Elpidio González había nacido el 1ero de agosto de 1875 en Córdoba, hijo de un coronel federal, de esos que se batieron junto a Felipe Varela, Juan Saa y el Chacho Peñaloza. Elpidio estudió derecho en Córdoba, pero no se recibió. Desde joven ingresó en la UCR, donde cultivó una larga amistad con Yrigoyen. Juntos fueron apresados por la Revolución de 1905. No sería la última vez en ser encarcelado. Aprovechó ese tiempo para terminar la carrera en La Plata.
En 1912 comienza su carrera política como diputado que lo llevará a los puestos más encumbrados en los que se destacó por su lealtad al partido y una honestidad proverbial.

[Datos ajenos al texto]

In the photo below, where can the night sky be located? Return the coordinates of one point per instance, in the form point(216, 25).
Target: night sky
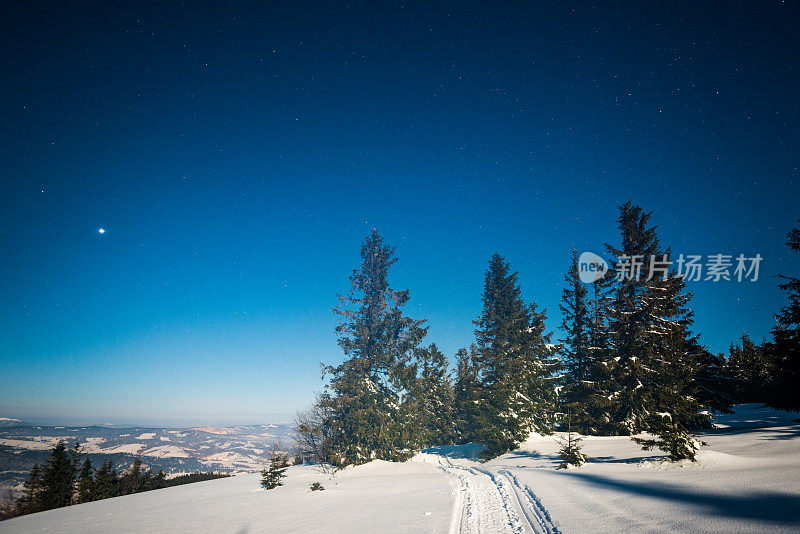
point(237, 155)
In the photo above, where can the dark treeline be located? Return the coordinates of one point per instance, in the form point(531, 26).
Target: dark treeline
point(69, 478)
point(629, 363)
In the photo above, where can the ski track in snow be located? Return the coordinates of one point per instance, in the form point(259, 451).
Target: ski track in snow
point(490, 503)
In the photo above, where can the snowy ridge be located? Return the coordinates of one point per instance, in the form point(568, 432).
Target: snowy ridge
point(491, 502)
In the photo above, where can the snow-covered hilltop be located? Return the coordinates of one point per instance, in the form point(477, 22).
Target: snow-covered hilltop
point(747, 479)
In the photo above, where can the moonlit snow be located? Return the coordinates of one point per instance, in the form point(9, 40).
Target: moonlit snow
point(747, 479)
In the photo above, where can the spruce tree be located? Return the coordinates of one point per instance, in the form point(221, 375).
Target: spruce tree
point(30, 501)
point(585, 378)
point(272, 476)
point(654, 365)
point(106, 482)
point(785, 349)
point(467, 395)
point(85, 486)
point(366, 391)
point(714, 386)
point(430, 404)
point(58, 478)
point(570, 451)
point(751, 369)
point(517, 384)
point(135, 478)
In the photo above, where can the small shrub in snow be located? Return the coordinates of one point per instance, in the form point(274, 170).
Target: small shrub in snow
point(271, 477)
point(570, 451)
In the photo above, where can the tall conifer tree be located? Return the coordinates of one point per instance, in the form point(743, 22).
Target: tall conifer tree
point(517, 384)
point(366, 391)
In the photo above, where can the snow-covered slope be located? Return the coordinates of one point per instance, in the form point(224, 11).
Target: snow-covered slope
point(377, 497)
point(746, 480)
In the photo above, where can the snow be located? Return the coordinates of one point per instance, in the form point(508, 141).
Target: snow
point(129, 448)
point(747, 479)
point(378, 497)
point(166, 451)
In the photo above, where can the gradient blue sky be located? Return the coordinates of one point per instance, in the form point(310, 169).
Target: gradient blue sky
point(237, 155)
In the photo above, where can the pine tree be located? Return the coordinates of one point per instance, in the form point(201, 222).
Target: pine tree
point(585, 379)
point(106, 482)
point(58, 478)
point(85, 487)
point(366, 417)
point(715, 388)
point(135, 478)
point(430, 404)
point(517, 385)
point(272, 476)
point(467, 395)
point(653, 365)
point(785, 349)
point(570, 451)
point(30, 501)
point(752, 371)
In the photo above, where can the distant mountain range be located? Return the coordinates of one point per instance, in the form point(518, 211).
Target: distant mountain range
point(6, 421)
point(227, 449)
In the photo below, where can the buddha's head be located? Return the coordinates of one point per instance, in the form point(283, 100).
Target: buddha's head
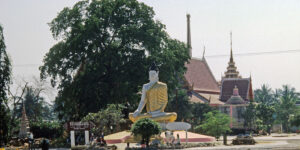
point(153, 73)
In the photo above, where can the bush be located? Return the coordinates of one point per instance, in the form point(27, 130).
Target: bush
point(146, 128)
point(46, 129)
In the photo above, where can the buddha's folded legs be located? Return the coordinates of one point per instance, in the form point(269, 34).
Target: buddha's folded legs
point(167, 117)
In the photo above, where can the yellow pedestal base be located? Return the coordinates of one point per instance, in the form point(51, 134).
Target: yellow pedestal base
point(169, 117)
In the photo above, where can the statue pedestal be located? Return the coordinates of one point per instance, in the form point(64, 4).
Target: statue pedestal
point(167, 117)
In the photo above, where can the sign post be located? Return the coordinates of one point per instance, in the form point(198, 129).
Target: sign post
point(79, 126)
point(177, 126)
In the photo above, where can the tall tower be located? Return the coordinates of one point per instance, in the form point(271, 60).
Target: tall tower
point(24, 124)
point(231, 69)
point(189, 42)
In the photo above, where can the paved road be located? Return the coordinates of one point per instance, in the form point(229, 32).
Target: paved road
point(274, 142)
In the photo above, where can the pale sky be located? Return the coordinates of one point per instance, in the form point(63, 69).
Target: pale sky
point(257, 26)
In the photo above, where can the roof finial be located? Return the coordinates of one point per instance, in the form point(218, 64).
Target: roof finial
point(231, 57)
point(189, 42)
point(203, 52)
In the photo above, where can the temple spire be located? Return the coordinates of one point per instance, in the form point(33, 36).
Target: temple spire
point(231, 69)
point(203, 52)
point(24, 124)
point(231, 56)
point(189, 42)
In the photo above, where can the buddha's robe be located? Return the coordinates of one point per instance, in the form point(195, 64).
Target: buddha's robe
point(156, 100)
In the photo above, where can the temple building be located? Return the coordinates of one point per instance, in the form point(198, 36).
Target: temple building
point(231, 95)
point(236, 93)
point(199, 80)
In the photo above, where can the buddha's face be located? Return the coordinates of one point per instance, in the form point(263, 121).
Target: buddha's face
point(153, 76)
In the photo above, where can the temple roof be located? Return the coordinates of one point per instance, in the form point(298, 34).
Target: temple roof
point(235, 98)
point(228, 84)
point(199, 76)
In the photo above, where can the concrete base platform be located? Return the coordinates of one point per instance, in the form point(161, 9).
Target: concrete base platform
point(121, 137)
point(191, 137)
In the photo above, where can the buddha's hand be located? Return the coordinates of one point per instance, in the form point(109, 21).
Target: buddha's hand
point(136, 113)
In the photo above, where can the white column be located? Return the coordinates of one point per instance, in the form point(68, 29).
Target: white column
point(87, 139)
point(72, 138)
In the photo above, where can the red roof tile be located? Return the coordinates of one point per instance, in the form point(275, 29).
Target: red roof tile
point(199, 75)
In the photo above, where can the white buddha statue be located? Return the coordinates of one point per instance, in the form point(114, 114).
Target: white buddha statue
point(155, 98)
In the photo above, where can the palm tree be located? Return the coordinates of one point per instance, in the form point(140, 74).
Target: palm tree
point(265, 95)
point(286, 106)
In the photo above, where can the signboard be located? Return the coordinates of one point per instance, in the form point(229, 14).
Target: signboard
point(177, 126)
point(77, 126)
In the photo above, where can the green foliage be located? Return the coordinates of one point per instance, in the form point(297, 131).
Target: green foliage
point(145, 128)
point(36, 107)
point(180, 104)
point(46, 129)
point(199, 110)
point(286, 107)
point(103, 53)
point(265, 95)
point(106, 120)
point(215, 124)
point(249, 116)
point(265, 109)
point(265, 113)
point(5, 78)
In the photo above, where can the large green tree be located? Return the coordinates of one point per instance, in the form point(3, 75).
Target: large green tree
point(265, 95)
point(36, 106)
point(265, 109)
point(286, 107)
point(103, 53)
point(5, 78)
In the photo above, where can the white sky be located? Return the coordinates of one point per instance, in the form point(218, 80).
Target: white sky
point(257, 26)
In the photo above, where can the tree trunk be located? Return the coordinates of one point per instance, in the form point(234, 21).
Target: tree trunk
point(225, 139)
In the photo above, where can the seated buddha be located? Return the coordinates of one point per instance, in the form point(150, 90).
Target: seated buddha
point(155, 98)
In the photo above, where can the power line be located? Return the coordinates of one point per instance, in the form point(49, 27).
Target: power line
point(210, 56)
point(258, 53)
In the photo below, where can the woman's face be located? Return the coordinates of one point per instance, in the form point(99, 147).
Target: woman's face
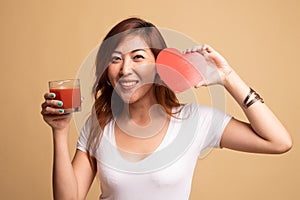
point(132, 69)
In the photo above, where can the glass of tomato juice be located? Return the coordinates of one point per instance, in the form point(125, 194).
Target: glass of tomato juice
point(67, 91)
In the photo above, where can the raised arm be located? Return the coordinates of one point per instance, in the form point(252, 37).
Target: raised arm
point(71, 179)
point(264, 133)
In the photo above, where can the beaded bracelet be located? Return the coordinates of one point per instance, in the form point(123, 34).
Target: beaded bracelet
point(251, 98)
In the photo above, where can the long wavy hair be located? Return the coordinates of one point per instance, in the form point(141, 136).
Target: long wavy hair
point(103, 91)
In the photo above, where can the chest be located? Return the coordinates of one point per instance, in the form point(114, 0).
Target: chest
point(133, 147)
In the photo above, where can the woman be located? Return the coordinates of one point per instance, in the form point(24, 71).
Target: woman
point(142, 118)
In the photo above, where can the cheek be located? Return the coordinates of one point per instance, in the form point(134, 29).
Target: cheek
point(112, 73)
point(147, 72)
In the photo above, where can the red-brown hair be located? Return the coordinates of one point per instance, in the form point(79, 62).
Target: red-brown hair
point(103, 91)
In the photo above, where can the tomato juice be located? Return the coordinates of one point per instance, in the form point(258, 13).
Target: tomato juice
point(70, 97)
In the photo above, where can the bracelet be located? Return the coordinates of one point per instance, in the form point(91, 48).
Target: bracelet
point(251, 98)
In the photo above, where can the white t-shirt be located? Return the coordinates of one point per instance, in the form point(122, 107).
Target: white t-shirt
point(167, 173)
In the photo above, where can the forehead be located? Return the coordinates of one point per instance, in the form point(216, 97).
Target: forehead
point(131, 43)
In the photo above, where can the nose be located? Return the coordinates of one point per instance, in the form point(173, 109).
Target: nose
point(126, 67)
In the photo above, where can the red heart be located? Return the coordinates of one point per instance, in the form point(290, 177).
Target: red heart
point(179, 71)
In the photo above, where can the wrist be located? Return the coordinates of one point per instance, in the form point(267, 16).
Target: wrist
point(236, 87)
point(61, 132)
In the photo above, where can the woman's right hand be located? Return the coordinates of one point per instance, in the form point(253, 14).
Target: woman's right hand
point(53, 113)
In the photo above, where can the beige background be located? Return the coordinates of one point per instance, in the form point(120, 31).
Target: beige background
point(46, 40)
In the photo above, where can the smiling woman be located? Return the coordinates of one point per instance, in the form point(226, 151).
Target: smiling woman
point(142, 142)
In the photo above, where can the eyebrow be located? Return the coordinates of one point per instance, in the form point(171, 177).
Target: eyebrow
point(135, 50)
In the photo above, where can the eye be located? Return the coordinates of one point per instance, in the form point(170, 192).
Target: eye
point(138, 57)
point(115, 59)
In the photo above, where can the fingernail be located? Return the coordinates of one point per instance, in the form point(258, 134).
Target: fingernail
point(60, 103)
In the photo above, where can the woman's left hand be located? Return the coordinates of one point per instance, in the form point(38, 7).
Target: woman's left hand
point(217, 69)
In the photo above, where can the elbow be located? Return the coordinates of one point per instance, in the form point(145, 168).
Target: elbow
point(283, 147)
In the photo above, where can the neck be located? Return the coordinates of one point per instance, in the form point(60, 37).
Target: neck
point(139, 111)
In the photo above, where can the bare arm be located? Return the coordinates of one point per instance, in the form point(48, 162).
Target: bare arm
point(71, 180)
point(264, 133)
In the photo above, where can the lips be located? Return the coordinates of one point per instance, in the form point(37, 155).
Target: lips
point(128, 84)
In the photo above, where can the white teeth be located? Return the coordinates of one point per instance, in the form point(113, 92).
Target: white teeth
point(128, 84)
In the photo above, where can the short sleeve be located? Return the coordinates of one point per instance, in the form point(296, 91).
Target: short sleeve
point(210, 125)
point(84, 135)
point(219, 122)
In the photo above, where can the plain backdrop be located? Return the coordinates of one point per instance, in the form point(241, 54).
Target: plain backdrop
point(48, 40)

Elpidio González murió muy pobre. No solamente se rehusó a percibir la pensión como ex vicepresidente que por ley le correspondía, sino que para ganarse la vida debió ingresar a la conocida firma productora de anilinas “Colibrí”, para desempeñarse como corredor de comercio percibiendo una modesta remuneración que le obligaba a vivir austeramente.
Hay una anécdota que lo pinta de cuerpo entero a este hombre (publicada el18 de octubre de 1951).
“En un tranvía, cierto domingo de un frío invierno, un anciano, pesándole más los años que el maletín de gastado cuero cargado de betún y anilinas, vistiendo un traje gris, pobre y limpio y la barba, larga pero cuidada, subió a un tranvía.
Después de sacar el boleto se sentó al lado de un señor que venía leyendo un libro.
-“Cantos de vida y esperanza”, un buen libro de Rubén Darío”, le dijo el anciano al pasajero lector, y luego se enfrascó en sus cosas sin prestarle más atención.
-“Y sí, es él”, pensó el lector; ese al que ahora se le caía una moneda de un peso y se levantaba cansinamente a recogerla. Era él, el mismo que decían que vivía en un cuarto de la calle Cerrito que se venía abajo; el mismo que había rechazado una pensión que le correspondía; el amigo de Yrigoyen; el vicepresidente de Alvear…. el que tampoco aceptó una casa que el gobierno quiso darle para que viviera como merecía. Si, era Elpidio González.
El viejo político se había agitado al agacharse a recoger la moneda. Y, como justificándose, dijo a su vecino al sentarse nuevamente junto a él:
-“Si no la uso para limosna, la usaré para comer”.
Y en la siguiente parada se alejó hacia la puerta trasera, como un espectro, para irse.
-“¡Oiga, señor González! -le dijo el viajero- sírvase guardar el libro que le agrada con usted. Sería un honor para mí que le aceptara”.
El anciano le miró agradecido y, cerrando los ojos, le dijo con convicción y humildad:
-“Un funcionario, aunque ya no lo sea, no acepta regalos, hijo. Y, además, recuerdo bien a Darío, mejor que a los precios de las pomadas: … y muy siglo dieciocho, y muy antiguo, y muy moderno; audaz, cosmopolita; con Hugo fuerte y con Verlaine ambiguo, y, una sed de ilusiones infinitas…”
Después de recitar su estrofa, el anciano bajó del tranvía y se perdió en la historia, con toda la riqueza de su pobreza, guardada en un maletín viejo, lleno de pomadas, y de unas pocas monedas escurridizas.
Un hombre olvidado, quizás, porque es un espejo en el cual muy pocos -o acaso nadie en la política argentina de hoy- pueda mirarse…. Elpidio González.